Sitting outside a villa on the shore of the Jungfern Lake, near Berlin, Wolfgang Joop waves a hand at the tree-lined avenue between the house and the water. ‘The dividing line between East and West was right there, outside the gate,’ he says.
‘The Wall was yet to come, but when I was growing up here in Potsdam I needed to show my papers if I wanted to walk down that path.’
Before the frontier was sealed, Joop’s family seized an opportunity to move to Braunschweig, in the West. But Joop missed the dusty grandeur of the imperial palaces in Potsdam. Sanssouci, the 18th-century summer residence of Prussia’s King Frederick the Great, ‘was my playground’, Joop says; as a young man, he felt stifled by what he saw as the dreary Bürgerlichkeit, or middle-class mentality, of provincial West Germany.
Everything Joop has done in his life, as both a fashion designer and an artist, seems to address his painful sense of being just the wrong side of the border — of being a foreigner, albeit an undetectable one.
‘That broken identity was very important to me,’ Joop says. ‘There was a desire to find a glue to put the broken halves together. But I always say: if you feel like an alien, stay where you are. That feeling of being alone and different, with your own values and judgments — that is something you have to fight to hold on to.’
This outsider mindset has also influenced his approach as a collector, though this is a label he rejects (‘I am not a collector at all,’ Joop says). Joop has no interest in taxonomies or in acquiring complete sets, nor does he believe in specialisation.
He has filled a succession of homes with 18th-century furniture, contemporary sculpture, painting and decorative art — all in a joyous spirit of unbridled eclecticism. He likens these aesthetic arrangements to mixing guests at a dinner party.
‘It’s about putting an Alexandre Noll abstraction alongside a Rococo canapé, or a Prouvé daybed together with a Marc Quinn canvas — and then waiting to see if they whisper to each other in the night,’ says the designer. When he lived in New York, Joop confides, the mismatched sofas in his apartment compelled more than one visitor to press upholsterers’ business cards into his hands.
Although a self-professed non-collector, Joop nevertheless acquired the habit early in life. ‘When I was about 12, I tried to buy a work by the 18th-century Dresden master Leberecht Vogel,’ he explains. ‘The painting depicted his two children reading. It was in the back of a shop behind an oven, totally dirty. The dealer was a fat, drunken man.
‘When I went to buy it he said, “Come on, let’s drink some schnapps.” Young as I was, I drank with him and kept asking: now can we talk about the picture? No! He never sold it to me. But then, years later, I came across it in a hard-currency antiques centre in East Germany. I bought it for 30,000 Deutschmarks. That was when I was 42.’
Joop was an accomplished picture restorer as a young man, and that early training continues to inform his collector’s eye. ‘When I look at a piece of art or furniture, I want to know how it is made,’ he says.
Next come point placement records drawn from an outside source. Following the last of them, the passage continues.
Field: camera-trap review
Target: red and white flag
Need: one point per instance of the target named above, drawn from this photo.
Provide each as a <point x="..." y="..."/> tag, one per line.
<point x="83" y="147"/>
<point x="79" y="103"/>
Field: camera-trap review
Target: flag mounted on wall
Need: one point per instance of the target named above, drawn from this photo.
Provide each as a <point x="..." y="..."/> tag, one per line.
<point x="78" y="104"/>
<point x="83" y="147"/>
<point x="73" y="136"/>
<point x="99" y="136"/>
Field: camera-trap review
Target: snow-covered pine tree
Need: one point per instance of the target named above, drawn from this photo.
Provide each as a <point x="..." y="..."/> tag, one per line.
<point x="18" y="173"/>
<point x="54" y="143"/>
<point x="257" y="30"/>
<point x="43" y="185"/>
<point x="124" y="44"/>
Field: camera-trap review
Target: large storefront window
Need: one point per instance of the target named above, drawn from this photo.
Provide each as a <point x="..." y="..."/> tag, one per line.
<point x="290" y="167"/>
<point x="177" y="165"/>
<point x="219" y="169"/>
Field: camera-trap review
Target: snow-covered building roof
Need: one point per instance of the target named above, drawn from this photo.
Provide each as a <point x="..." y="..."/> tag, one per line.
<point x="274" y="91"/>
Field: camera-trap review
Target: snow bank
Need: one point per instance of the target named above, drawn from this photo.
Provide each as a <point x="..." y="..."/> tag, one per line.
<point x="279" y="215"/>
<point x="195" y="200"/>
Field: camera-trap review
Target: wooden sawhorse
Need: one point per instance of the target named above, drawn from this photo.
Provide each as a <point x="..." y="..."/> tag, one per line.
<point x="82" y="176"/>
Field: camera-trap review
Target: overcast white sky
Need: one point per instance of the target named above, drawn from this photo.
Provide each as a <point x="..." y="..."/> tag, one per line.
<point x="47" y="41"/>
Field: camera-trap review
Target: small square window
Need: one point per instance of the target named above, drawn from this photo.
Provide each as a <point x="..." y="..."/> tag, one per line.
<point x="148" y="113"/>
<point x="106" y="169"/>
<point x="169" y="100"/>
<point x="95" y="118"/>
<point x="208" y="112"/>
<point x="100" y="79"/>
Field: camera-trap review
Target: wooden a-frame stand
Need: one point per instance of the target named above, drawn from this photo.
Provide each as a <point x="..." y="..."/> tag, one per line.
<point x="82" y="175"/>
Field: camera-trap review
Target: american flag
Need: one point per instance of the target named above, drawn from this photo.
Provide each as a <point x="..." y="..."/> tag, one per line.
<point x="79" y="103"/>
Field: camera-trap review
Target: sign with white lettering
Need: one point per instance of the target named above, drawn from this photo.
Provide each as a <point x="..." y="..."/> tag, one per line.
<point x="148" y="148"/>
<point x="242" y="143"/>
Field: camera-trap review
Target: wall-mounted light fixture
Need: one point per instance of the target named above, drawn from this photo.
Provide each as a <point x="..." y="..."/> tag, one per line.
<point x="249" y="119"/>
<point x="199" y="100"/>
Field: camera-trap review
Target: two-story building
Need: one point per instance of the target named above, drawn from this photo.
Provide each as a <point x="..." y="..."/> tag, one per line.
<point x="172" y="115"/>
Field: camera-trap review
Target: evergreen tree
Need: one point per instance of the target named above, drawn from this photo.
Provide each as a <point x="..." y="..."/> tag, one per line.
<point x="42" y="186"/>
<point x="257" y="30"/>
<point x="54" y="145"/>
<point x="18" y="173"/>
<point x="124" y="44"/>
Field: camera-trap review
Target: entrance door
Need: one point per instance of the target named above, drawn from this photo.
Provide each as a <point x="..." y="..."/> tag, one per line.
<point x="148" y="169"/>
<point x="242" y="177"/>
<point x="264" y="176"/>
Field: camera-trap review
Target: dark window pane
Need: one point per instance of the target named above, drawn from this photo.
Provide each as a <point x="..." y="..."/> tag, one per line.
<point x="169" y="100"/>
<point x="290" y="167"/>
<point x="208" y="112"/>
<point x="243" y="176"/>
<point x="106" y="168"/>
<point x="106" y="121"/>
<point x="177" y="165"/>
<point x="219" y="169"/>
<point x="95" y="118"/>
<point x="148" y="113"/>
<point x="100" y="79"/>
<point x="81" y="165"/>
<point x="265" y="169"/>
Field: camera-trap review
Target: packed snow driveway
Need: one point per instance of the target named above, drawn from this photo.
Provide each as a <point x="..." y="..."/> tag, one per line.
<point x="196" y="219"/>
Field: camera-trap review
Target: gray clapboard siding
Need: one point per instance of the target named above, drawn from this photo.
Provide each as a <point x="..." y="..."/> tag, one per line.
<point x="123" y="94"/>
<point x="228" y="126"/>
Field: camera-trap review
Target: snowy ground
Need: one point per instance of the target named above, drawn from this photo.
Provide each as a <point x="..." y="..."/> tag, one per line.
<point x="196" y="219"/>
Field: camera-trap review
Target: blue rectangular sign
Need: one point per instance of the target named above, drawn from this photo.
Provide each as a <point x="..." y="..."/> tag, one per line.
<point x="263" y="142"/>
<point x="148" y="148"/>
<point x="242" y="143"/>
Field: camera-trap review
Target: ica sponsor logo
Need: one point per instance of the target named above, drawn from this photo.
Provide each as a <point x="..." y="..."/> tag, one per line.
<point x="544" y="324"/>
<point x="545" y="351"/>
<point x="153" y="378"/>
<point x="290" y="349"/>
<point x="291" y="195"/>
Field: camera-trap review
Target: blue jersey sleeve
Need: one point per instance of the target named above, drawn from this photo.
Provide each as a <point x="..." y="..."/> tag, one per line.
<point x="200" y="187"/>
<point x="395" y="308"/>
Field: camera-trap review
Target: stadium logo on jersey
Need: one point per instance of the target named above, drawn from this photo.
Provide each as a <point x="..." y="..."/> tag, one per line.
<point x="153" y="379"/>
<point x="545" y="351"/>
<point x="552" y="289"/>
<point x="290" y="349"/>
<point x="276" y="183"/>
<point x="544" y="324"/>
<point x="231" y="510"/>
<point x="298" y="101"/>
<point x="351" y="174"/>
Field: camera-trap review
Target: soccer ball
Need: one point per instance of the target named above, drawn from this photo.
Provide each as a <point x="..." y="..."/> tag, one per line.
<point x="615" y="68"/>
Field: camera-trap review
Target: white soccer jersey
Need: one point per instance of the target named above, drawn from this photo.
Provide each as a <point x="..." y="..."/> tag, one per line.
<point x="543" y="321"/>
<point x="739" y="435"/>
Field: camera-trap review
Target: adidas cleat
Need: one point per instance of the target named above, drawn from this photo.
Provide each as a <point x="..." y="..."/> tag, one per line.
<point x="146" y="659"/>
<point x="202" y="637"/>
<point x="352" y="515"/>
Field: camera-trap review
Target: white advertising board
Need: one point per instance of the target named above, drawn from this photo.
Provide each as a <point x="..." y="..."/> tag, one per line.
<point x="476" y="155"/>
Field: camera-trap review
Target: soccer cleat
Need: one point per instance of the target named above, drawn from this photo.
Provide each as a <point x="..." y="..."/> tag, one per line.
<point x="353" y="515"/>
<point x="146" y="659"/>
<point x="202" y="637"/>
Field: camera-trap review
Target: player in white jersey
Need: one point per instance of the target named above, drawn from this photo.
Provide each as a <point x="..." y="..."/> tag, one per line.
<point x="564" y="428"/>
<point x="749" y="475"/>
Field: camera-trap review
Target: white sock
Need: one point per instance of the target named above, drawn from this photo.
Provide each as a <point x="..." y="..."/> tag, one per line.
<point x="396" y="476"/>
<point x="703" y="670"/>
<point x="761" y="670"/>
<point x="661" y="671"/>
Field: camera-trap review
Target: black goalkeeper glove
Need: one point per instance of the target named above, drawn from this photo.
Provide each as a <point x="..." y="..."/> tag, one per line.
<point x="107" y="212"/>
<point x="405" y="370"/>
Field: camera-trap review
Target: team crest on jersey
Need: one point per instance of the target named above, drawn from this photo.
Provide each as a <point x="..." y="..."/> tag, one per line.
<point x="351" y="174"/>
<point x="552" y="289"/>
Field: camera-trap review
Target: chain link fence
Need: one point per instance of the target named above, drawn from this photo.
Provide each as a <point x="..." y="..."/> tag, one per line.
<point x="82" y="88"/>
‘If it’s a painting, how was the scene lit? How was the pigment prepared? I am curious like a child. I want to put my nose close to the work and sniff it. I want to understand how a thing is crafted — that means more to me than the value or the provenance. How and when has it been repaired? What interests me is the arrangement of the moment — why did the artist or artisan do what they did, in the way that they did it.’
The same restless curiosity explains why the designer’s various acquisitions are in a constant state of flux.
For a time Joop owned some important canvases by the Polish-born Art Deco painter Tamara de Lempicka, whom he describes, admiringly, as ‘a supernova’, a ‘Fata Morgana’. ‘I saw at once that she looked at women the same way I looked at women,’ Joop says. He has since parted with his Lempickas, and also with some of his beloved Noll furniture.
But Joop continues to acquire new pieces, ultimately believing that you can only really understand a work of art when you own it.
‘When you buy at auction it is intimate, almost sexual. You are saying to the work: come closer, let me touch you, I want to possess you. Live with me for a short while.’ Why just a short while? ‘Because you have to let things go when the time comes’, Joop says. ‘It is so important to let things go.’